Standard Deviation in R
Standard Deviation is the square root of variance. It is a measure of the extent to which data varies from the mean. One can calculate the standard deviation by using sd() function in R.
Syntax
sd(x)
Parameters:
- x: numeric vector
Example:
data <- c(2, 4, 4, 4, 5, 5, 7, 9)
sd(data)
Output
[1] 2.13809
Calculating All Three Measures for a Dataset
Let’s calculate the mean, variance and standard deviation for the following dataset:
data <- c(12, 15, 18, 22, 30, 35)
mean_value <- mean(data)
variance_value <- var(data)
sd_value <- sd(data)
print(paste("Mean:", mean_value))
print(paste("Variance:", variance_value))
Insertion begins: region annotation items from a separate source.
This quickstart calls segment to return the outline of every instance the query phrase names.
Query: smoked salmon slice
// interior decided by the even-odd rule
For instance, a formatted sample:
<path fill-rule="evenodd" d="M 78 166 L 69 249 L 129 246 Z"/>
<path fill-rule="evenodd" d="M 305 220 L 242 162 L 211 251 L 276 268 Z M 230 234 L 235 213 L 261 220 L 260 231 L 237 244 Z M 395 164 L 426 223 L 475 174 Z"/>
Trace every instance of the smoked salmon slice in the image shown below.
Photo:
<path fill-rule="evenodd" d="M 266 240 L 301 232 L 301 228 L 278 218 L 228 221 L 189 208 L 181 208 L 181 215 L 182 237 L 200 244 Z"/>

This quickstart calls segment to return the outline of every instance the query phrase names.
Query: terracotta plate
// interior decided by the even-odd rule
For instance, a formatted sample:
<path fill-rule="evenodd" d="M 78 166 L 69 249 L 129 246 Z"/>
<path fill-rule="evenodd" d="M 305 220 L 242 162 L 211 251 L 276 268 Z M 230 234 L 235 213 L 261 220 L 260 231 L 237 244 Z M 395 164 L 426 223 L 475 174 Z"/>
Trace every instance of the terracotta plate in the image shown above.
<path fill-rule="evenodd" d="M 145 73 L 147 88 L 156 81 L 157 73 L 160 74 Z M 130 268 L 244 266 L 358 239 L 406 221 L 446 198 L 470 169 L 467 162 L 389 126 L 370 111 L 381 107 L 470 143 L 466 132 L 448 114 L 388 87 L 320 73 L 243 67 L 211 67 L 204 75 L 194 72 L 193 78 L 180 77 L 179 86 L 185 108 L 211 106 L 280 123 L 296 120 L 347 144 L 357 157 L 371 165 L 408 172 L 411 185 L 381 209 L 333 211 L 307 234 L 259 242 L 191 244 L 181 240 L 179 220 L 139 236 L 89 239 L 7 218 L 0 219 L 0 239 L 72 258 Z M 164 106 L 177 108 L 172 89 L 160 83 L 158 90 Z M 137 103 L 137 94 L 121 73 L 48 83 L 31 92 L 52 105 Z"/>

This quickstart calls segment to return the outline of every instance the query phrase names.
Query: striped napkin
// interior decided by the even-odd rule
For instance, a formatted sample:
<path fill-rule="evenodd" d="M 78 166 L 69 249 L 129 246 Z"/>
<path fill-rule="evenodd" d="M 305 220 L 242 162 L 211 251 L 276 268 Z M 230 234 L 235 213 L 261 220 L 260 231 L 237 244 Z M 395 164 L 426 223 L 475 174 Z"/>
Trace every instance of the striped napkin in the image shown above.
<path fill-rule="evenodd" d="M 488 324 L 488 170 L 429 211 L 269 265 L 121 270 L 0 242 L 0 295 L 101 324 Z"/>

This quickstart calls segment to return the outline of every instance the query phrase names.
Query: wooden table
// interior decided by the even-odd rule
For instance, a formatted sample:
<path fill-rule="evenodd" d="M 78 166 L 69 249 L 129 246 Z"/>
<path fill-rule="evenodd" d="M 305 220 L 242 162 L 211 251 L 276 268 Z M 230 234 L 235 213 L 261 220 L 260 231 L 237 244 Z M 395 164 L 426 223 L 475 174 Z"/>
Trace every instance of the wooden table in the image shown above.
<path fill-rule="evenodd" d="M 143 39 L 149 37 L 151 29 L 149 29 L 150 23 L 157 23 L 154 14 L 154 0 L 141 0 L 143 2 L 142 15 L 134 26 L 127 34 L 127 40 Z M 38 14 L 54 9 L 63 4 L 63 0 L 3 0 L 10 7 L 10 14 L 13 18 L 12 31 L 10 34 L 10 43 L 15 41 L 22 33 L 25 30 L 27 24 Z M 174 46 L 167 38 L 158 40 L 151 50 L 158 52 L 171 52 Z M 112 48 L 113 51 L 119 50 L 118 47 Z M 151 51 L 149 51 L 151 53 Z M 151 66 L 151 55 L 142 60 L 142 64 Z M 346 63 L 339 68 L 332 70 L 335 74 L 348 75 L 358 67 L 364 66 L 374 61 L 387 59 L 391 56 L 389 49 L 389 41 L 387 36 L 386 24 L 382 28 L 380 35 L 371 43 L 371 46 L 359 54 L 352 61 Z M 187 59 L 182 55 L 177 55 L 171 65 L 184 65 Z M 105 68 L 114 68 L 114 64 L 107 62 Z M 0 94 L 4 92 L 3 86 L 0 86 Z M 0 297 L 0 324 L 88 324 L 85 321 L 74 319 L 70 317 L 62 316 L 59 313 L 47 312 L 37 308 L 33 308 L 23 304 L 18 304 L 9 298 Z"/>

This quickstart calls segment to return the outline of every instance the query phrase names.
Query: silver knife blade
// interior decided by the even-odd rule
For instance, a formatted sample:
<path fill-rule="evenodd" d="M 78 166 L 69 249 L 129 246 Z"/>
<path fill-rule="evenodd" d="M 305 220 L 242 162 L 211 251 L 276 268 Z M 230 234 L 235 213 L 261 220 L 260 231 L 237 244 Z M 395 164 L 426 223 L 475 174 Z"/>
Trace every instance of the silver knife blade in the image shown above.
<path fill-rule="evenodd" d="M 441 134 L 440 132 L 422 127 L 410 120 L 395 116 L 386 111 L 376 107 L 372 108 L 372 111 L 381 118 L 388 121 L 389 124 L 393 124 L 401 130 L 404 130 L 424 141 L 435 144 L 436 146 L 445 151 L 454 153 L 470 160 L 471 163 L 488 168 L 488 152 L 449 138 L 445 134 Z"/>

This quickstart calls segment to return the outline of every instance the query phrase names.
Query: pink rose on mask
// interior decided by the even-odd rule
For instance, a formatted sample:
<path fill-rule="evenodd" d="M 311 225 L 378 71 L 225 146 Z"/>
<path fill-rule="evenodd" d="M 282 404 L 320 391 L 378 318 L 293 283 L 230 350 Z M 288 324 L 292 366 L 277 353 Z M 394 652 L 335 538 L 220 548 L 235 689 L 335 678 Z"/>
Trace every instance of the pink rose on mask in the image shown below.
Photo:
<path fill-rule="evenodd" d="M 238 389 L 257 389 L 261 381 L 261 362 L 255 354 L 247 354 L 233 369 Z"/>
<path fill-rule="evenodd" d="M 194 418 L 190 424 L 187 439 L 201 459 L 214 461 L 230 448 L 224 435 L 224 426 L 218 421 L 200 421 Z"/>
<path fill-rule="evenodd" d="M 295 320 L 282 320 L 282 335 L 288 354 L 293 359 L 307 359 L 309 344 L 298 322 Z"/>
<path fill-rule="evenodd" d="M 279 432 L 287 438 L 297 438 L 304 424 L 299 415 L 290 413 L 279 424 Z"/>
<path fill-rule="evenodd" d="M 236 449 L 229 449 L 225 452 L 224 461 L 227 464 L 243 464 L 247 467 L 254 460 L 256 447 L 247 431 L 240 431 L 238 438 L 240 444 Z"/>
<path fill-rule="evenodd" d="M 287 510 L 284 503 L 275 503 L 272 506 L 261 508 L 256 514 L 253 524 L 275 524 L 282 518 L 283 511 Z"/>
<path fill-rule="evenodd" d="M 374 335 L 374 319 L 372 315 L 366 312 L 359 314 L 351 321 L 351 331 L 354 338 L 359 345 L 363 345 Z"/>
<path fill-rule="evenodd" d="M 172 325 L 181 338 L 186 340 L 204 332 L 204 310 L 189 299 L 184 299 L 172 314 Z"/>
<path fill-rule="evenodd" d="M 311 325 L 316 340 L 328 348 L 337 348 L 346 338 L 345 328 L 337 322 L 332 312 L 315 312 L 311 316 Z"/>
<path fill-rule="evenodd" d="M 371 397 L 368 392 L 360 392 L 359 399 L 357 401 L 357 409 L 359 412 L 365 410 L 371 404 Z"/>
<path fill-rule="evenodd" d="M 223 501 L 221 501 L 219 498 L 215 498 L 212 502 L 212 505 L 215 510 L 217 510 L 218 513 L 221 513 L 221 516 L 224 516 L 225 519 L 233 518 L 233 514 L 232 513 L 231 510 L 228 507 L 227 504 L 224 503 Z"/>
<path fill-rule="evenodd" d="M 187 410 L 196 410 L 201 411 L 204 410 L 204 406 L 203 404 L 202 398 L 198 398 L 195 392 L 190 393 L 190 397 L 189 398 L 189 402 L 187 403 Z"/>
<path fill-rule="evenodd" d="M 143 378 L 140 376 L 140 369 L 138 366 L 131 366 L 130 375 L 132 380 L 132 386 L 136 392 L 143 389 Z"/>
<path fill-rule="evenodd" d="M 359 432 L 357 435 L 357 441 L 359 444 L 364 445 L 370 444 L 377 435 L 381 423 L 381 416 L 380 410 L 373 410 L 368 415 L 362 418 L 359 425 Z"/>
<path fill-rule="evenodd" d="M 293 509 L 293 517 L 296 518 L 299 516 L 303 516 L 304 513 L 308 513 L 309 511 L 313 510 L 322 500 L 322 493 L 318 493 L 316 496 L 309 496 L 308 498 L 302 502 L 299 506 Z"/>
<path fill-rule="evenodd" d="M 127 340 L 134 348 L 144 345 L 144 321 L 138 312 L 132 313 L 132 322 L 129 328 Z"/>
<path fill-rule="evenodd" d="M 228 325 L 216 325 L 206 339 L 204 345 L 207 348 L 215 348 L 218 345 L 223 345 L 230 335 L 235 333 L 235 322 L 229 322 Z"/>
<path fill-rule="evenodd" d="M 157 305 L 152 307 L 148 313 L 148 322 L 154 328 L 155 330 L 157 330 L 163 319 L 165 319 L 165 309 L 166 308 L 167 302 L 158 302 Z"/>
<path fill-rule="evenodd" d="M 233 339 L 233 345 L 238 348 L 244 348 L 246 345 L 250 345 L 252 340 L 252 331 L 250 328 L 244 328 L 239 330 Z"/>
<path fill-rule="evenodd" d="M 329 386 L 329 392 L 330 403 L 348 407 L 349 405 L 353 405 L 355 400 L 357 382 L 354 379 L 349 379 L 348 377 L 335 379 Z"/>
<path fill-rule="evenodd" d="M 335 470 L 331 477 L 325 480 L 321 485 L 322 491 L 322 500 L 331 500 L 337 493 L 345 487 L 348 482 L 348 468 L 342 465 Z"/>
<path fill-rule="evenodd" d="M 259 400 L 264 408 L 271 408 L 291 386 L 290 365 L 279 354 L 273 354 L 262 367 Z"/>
print(paste("Standard Deviation:", sd_value))
Output
[1] "Mean: 22" [1] "Variance: 79.6" [1] "Standard Deviation: 8.92188320927819"
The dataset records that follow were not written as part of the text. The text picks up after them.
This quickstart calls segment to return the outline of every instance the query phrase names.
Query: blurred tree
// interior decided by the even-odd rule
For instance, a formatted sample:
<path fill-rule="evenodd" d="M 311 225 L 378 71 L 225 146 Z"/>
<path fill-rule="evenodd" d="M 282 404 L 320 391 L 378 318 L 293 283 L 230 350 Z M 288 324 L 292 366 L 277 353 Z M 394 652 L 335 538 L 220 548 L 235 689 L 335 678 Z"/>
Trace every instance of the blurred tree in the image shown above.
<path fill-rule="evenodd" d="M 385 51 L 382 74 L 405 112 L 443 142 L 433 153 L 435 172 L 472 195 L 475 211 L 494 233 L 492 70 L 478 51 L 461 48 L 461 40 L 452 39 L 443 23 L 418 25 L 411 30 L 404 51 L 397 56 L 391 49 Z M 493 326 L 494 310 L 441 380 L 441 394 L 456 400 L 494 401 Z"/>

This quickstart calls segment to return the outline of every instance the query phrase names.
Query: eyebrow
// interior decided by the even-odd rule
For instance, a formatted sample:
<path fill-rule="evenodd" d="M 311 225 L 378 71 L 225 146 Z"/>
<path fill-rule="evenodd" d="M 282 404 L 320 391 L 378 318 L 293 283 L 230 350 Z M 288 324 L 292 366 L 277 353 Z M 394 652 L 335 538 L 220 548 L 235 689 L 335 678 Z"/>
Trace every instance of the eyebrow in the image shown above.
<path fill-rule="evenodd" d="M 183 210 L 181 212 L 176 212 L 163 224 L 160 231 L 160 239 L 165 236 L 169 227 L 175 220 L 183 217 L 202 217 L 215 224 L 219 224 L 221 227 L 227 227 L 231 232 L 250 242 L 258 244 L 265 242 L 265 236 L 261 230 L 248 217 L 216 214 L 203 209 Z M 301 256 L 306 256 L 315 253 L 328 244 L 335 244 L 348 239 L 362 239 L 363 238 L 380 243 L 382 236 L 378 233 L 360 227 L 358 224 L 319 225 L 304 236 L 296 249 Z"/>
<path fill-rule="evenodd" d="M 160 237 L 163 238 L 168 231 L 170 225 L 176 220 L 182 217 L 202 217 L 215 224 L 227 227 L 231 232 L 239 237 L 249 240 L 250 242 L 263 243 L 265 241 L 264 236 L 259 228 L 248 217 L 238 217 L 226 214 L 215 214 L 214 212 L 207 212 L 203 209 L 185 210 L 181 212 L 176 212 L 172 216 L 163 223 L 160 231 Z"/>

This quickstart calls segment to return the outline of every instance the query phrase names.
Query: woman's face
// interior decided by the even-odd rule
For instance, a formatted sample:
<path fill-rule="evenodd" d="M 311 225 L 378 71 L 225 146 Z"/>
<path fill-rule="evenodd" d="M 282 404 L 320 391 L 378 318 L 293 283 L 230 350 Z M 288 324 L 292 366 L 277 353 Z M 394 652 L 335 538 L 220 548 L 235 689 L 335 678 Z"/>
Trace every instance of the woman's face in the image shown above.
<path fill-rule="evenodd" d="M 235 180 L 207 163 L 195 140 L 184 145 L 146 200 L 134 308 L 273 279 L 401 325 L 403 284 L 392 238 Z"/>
Visualizing Mean, Variance and Standard Deviation
We can visualize these measures using a density plot with ggplot2
library(ggplot2)
# Generate 100 random data points with mean=50 and sd=10
set.seed(123)
d <- rnorm(100, 50, 10)
# Calculate mean, variance, and standard deviation
m <- mean(d); v <- var(d); s <- sd(d)
# Create the plot
ggplot(data.frame(d), aes(d)) +
geom_density(fill = "lightblue", alpha = 0.5) +
# Add vertical lines for mean and standard deviation boundaries
geom_vline(xintercept = c(m, m + s, m - s),
color = c("red", "green", "green"),
linetype = c("dashed", "dotted", "dotted"),
linewidth = c(1.2, 1, 1)) +
labs(title = "Visualization of Mean, Variance, and Standard Deviation",
x = "Data Values", y = "Density") +
theme_minimal() +
# Annotate mean, mean ± SD, and variance
annotate("text", x= m, y = 0.03, label = paste("Mean =", round(m, 2)), color = "red", vjust = -1) +
annotate("text", x= m + s, y = 0.02, label = paste("Mean + SD =", round(m + s, 2)), color = "green", vjust = -1) +
annotate("text", x= m - s, y = 0.02, label = paste("Mean - SD =", round(m - s, 2)), color = "green", vjust = -1) +
annotate("text", x= m + 20, y = 0.04, label = paste("Variance =", round(v, 2)), color = "blue", vjust = -1)
Output:

- The mean as a red dashed line in the center of the distribution.
- The standard deviation lines as green dotted lines on both sides of the mean, indicating the spread of the data.
- Variance annotation: The annotate() function adds a label showing the variance in blue text at a specified location (in this case, to the right of the mean).
This visualization provides the way to see how the data is distributed around the mean and how spread out it is using the standard deviation. The variance is inherently visualized as part of the spread between the standard deviation lines.